Les circonstances tragiques de l’exécution
Selon des témoignages recueillis auprès de notables de Tonka, Abdoul Salam Maïga discutait paisiblement avec des villageois lorsque des jihadistes, armés et masqués, sont intervenus pour l’emmener de force. Peu après, il a été retrouvé les yeux bandés, abattu en pleine rue devant une foule médusée. Les raisons de cet acte restent floues, mais plusieurs hypothèses circulent.

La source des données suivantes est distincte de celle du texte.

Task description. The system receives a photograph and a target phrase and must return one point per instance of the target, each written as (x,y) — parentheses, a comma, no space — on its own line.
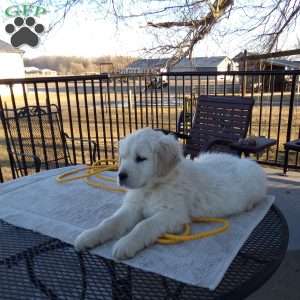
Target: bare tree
(179,25)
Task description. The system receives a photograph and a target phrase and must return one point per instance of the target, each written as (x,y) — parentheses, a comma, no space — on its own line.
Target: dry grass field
(113,120)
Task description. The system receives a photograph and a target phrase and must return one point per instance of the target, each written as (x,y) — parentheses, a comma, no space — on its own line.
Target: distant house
(12,66)
(255,64)
(36,72)
(196,64)
(266,64)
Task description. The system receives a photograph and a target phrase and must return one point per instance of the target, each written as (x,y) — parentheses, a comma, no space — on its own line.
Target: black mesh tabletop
(34,266)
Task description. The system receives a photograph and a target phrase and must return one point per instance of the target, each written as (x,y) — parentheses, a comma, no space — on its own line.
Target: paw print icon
(24,31)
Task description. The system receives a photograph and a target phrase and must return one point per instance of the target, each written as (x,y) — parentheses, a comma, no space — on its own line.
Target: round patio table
(35,266)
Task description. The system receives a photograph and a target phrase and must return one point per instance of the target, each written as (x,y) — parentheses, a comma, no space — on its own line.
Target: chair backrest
(218,117)
(36,130)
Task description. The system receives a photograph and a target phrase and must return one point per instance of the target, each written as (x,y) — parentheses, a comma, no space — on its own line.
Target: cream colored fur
(165,190)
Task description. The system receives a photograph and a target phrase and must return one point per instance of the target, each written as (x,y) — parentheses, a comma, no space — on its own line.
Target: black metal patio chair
(218,122)
(36,139)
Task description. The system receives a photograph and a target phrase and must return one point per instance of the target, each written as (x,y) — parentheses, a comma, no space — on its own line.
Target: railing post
(11,160)
(291,108)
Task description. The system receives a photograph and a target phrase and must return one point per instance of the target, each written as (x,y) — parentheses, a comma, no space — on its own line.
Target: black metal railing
(107,108)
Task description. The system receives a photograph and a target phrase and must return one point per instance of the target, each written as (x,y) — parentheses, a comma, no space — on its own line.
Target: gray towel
(63,210)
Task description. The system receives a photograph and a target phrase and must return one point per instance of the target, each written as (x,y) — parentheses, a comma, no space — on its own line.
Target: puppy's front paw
(124,249)
(87,239)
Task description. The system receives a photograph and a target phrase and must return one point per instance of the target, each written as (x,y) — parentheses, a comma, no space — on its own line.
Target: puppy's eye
(140,159)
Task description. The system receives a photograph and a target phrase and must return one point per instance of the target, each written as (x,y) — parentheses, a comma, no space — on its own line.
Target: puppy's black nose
(122,176)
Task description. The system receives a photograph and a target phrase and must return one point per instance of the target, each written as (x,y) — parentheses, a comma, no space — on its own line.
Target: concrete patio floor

Certains habitants évoquent des tensions d’ordre religieux, suggérant que le maître coranique aurait refusé de collaborer avec les groupes armés. D’autres, plus nombreux, pointent du doigt sa supposée proximité avec les forces armées maliennes, une accusation qui, selon les observateurs, aurait scellé son sort.
Une série d’exécutions qui alimentent la peur dans la région
Cet événement tragique s’inscrit dans une série d’assassinats ciblés qui secouent la région de Tombouctou depuis plusieurs mois. En novembre dernier, Mariam Cissé, une jeune tik-tokeuse connue pour son soutien aux militaires, avait été exécutée en public dans des circonstances similaires. Plus récemment, en mars, Amadou Baby, responsable d’une organisation de jeunes à Tonka, avait été abattu en pleine rue, accusé de fournir des renseignements aux forces de sécurité.
Ces actes de violence, perpétrés en plein jour, créent un climat de terreur parmi les populations locales. « À Tonka, Diré, Goundam ou Tombouctou, les habitants sont sous le choc. Ces assassinats répétés semeront la peur dans toute la région », confie un témoin sous couvert d’anonymat.
Malgré l’absence de camp militaire à Tonka, les groupes armés justifient ces violences par leur lutte contre toute forme de collaboration avec les autorités maliennes. Les habitants, pris entre deux feux, subissent les conséquences d’un conflit qui s’enlise.